Hogan Sabrina A, Levesque Mitchell P, Cheng Phil F
Department of Dermatology, UniversitätsSpital Zürich, Gloriastrasse, Zurich, Switzerland.
Faculty of Medicine, Universität Zürich, Zürich, Switzerland.
Front Oncol. 2018 May 29;8:178. doi: 10.3389/fonc.2018.00178. eCollection 2018.
The recent emergence of cancer immunotherapies initiated a significant shift in the clinical management of metastatic melanoma. Prior to 2011, melanoma patients only had palliative treatment solutions which offered little to no survival benefit. In 2018, with immunotherapy, melanoma patients can now contemplate durable or even complete remission. Treatment with novel immune checkpoint inhibitors, anti-cytotoxic T-lymphocyte protein 4 and anti-programmed cell death protein 1, clearly result in superior median and long-term survivals compared to standard chemotherapy; however, more than half of the patients do not respond to immune checkpoint blockade. Currently, clinicians do not have any effective way to stratify melanoma patients for immunotherapies. Research is now focusing on identifying biomarkers which could predict a patient's response prior treatment initiation (or very early during treatment course), in order to maximize therapeutic efficacy, avoid unnecessary costs, and undesirable heavy side effects for the patient. Given the rapid developments in this field and the translational potential for some of the biomarkers, we will summarize the current state of biomarker research for immunotherapy in melanoma, with an emphasis on omics technologies such as next-generation sequencing and mass cytometry (CyTOF).

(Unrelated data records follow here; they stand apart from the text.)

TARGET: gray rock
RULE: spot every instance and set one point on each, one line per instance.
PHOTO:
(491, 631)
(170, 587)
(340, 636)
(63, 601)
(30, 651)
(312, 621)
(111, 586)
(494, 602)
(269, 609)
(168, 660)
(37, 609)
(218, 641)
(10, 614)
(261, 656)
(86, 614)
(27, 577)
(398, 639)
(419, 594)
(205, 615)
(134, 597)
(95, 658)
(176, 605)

近期癌症免疫疗法的出现,使转移性黑色素瘤的临床管理发生了重大转变。2011年之前,黑色素瘤患者只有姑息治疗方案,几乎没有生存获益。2018年,有了免疫疗法,黑色素瘤患者现在可以期待持久甚至完全缓解。与标准化疗相比,使用新型免疫检查点抑制剂、抗细胞毒性T淋巴细胞蛋白4和抗程序性细胞死亡蛋白1进行治疗,明显能带来更高的中位生存期和长期生存率;然而,超过一半的患者对免疫检查点阻断无反应。目前,临床医生没有任何有效的方法对黑色素瘤患者进行免疫疗法分层。现在的研究重点是识别生物标志物,这些标志物可以在治疗开始前(或治疗过程的极早期)预测患者的反应,以最大限度地提高治疗效果,避免不必要的费用,并避免给患者带来不良的严重副作用。鉴于该领域的快速发展以及一些生物标志物的转化潜力,我们将总结黑色素瘤免疫疗法生物标志物研究的现状,重点介绍下一代测序和质谱流式细胞术(CyTOF)等组学技术。